Di recente erano state fatte proposte di eventi che vivacizzassero la strada, si è invocata l'applicazione rigorosa dell'articolo 100 del Testo di Pubblica Sicurezza che prevede la sospensione della licenza per chi gestisce un locale che crea pericolo sociale. Intanto, anche, non pochi auspicano la presenza di agenti in divisa che, solo passeggiando come facevano i poliziotti di quartiere, diano un segno tangibile di presenza.
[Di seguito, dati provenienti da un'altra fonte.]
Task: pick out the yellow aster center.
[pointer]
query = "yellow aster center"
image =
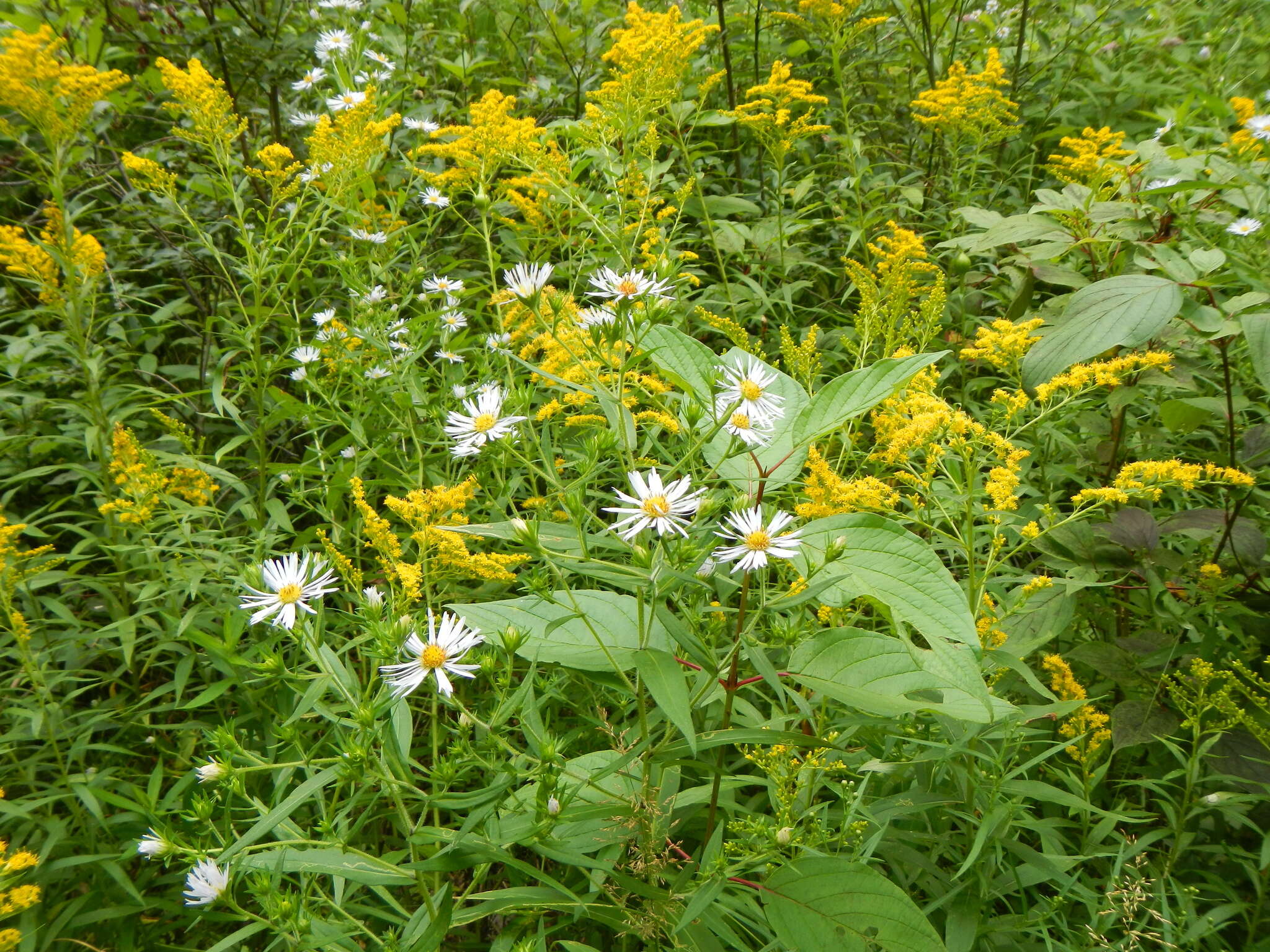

Ma alla fine resta come scena finale quella raccontata da chi in via Garibaldi abita da sempre: «Ogni sera, dopo le 19, una donna di colore esce da casa sua qui in via Borghesi e parte con un trolley pieno di birre gelate. Le va a vendere nel parco Ducale che dista poche centinaia di metri. Il chiosco del parco, per mancanza di clienti, chiude prima di un tempo. Lei invece torna solo quando ha finito il carico». Lungo via Garibaldi, fino alle stazione, restano abbandonate le bottiglie vuote. Qualcuno, domani, si occuperà di raccoglierle.